And perhaps Mueller did not reckon with an attorney general so eager to become the president's personal lawyer and chief propagandist. William Barr sat on the document for 27 days and mischaracterized it in his March 24 letter. He mischaracterized it again just an hour before it was released.

This leaves Democrats furious — and on their own. Unfortunately, it is not news that this party has a nasty habit of dividing into hostile camps. On the one side, the cautious; on the other side, the aggressive. The prudent ones say that members of the hit-for-the-fences crowd don't understand the political constraints. The pugnacious ones say their circumspect colleagues are timid sellouts.

Sometimes these fights are relatively harmless, but not this time. Holding Trump accountable for behavior that makes Richard Nixon look like George Washington matters, for the present, and for the future.

Those demanding impeachment are right to say that Mueller's report can't just be filed away and ignored. But being tough and determined is not enough. The House also needs to be sober and responsible.

This needle needs to be threaded not just for show, or for narrow electoral reasons. Trump and Barr have begun a battle for the minds and hearts of that small number of Americans who are not already locked into their positions. Barr's calculated sloth in making the report public gave the president and his AG side-kick an opportunity to pre-shape how its findings would be received. The uncommitted now need to see the full horror of what Mueller revealed about this president. A resolute but deliberate approach is more likely to persuade them.

When House Speaker Nancy Pelosi joins her caucus on a conference call on Monday, she will reiterate her "one step at a time" strategy. The bottom line is that rushing into impeachment and ruling it out are equally foolish. What this means is that the House Judiciary, Intelligence, and Oversight and Reform Committees should and will begin inquiries immediately. Judiciary Chairman Jerry Nadler took the first step on Friday by subpoenaing the full, unredacted Mueller report. Mueller himself has already been asked to appear before both Judiciary and Intelligence.

Nothing is gained by labelling these initial hearings and document-requests as part of an "impeachment" process. But impeachment should remain on the table. Since Trump and Barr will resist all accountability, preserving the right to take formal steps toward impeachment will strengthen the Democrats' legal arguments that they have a right to information that Trump would prefer to deep six.

Of course, Trump is not the only issue in politics.
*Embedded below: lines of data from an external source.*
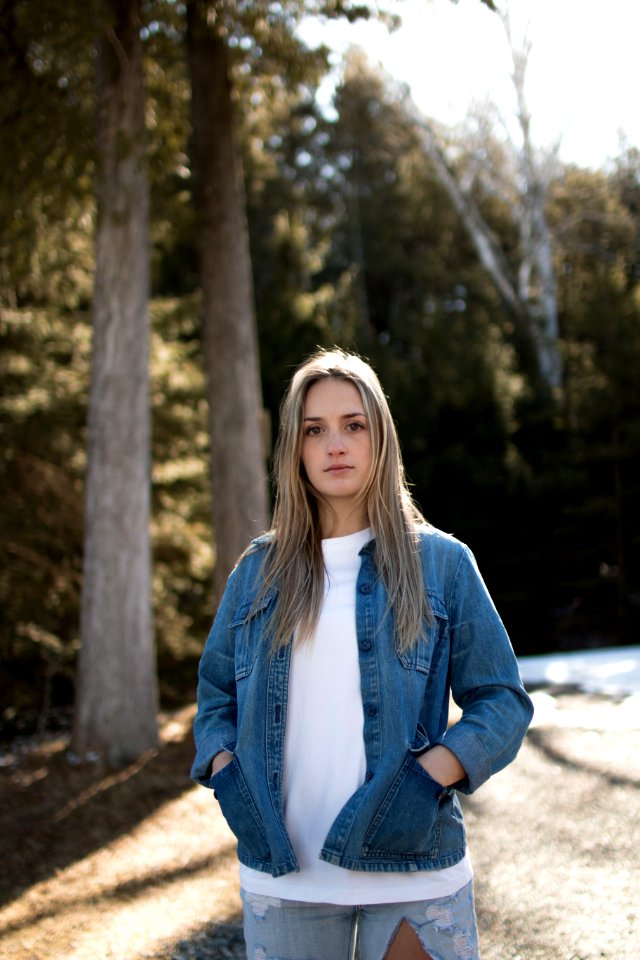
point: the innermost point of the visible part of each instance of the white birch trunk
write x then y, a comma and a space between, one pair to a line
238, 467
116, 698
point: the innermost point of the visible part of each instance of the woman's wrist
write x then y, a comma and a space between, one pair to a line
220, 760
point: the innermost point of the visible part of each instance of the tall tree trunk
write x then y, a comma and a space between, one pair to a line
229, 330
116, 699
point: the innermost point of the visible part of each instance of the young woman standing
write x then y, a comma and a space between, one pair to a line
323, 695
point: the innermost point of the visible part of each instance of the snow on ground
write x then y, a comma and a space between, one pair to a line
612, 672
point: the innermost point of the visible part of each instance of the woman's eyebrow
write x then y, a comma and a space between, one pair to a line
343, 416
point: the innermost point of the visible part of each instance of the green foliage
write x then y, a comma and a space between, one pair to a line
353, 242
44, 369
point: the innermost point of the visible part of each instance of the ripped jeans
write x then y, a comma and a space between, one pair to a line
277, 929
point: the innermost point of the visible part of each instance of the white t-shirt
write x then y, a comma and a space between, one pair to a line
325, 757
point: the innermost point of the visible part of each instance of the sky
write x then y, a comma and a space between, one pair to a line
583, 77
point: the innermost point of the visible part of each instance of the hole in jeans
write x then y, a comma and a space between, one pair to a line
406, 945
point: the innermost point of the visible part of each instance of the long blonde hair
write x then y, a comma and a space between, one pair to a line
293, 562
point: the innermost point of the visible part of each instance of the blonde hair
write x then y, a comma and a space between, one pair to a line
294, 562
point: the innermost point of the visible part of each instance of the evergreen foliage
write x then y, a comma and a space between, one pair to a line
355, 242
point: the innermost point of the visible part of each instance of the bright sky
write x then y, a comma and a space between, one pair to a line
583, 79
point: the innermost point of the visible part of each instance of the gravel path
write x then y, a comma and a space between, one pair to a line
554, 840
139, 865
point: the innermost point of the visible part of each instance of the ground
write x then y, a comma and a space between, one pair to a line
140, 864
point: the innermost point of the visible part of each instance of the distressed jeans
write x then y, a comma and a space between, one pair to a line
276, 929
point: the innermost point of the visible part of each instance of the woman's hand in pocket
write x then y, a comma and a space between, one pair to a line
220, 760
442, 765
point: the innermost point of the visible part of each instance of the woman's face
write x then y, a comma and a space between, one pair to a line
336, 443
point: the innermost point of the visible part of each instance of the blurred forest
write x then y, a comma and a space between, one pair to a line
356, 241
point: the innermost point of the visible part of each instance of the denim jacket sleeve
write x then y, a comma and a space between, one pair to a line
485, 681
215, 724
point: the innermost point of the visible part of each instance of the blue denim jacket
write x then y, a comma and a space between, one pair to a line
399, 819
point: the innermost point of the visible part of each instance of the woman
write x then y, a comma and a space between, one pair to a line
324, 689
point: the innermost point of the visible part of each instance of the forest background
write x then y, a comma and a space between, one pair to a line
366, 230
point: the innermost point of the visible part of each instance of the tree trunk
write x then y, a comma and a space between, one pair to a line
229, 330
116, 699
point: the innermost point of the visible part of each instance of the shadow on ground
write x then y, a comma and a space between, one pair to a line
53, 813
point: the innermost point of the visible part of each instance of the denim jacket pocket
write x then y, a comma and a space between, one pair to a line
239, 810
409, 820
419, 656
250, 628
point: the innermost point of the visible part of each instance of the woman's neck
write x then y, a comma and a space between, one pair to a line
342, 523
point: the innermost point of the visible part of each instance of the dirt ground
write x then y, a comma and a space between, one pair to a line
139, 865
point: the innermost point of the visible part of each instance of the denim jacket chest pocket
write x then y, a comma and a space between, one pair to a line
250, 626
420, 656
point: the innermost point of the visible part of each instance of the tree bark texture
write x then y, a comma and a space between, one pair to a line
116, 699
238, 470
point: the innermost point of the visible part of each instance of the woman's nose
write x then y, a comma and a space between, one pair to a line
336, 443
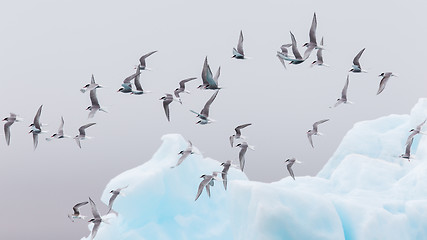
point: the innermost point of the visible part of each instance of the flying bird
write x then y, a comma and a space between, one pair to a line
314, 131
139, 90
182, 88
204, 114
94, 107
184, 154
167, 99
9, 121
224, 172
243, 148
283, 54
126, 85
312, 35
343, 98
36, 127
356, 68
206, 183
60, 133
290, 162
385, 77
208, 80
113, 197
297, 56
415, 131
90, 86
76, 212
142, 64
96, 220
319, 61
82, 133
238, 134
239, 54
407, 154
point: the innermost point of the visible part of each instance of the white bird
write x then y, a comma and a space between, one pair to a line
208, 80
60, 133
385, 77
204, 114
96, 220
314, 131
113, 197
182, 88
167, 99
82, 133
312, 35
206, 183
9, 121
76, 212
224, 172
184, 154
94, 107
283, 54
415, 131
142, 64
36, 127
291, 162
243, 148
407, 154
126, 85
319, 61
139, 90
356, 68
238, 53
343, 98
297, 56
91, 85
238, 134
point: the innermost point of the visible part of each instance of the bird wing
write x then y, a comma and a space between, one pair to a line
237, 129
242, 157
35, 140
142, 59
356, 59
291, 172
36, 121
408, 147
93, 98
294, 47
309, 135
344, 90
61, 127
206, 72
82, 128
240, 44
77, 206
312, 33
201, 186
166, 108
317, 124
7, 131
95, 212
111, 201
95, 229
182, 82
205, 110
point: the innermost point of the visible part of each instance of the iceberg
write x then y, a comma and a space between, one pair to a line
365, 191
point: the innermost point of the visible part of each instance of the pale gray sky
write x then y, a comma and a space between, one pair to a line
49, 49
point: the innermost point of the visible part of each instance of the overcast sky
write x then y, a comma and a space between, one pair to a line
49, 49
Democratic presidential candidates are already out there focusing on health care, climate, economic justice and political reform. The House can continue other work while the investigators do their jobs.

In an ideal world, the corruption and deceitfulness Mueller catalogued would already have Trump flying off to one of his golf resorts for good. But we do not live in such a world. Defending democratic values and republican government requires fearlessness. It also takes patience.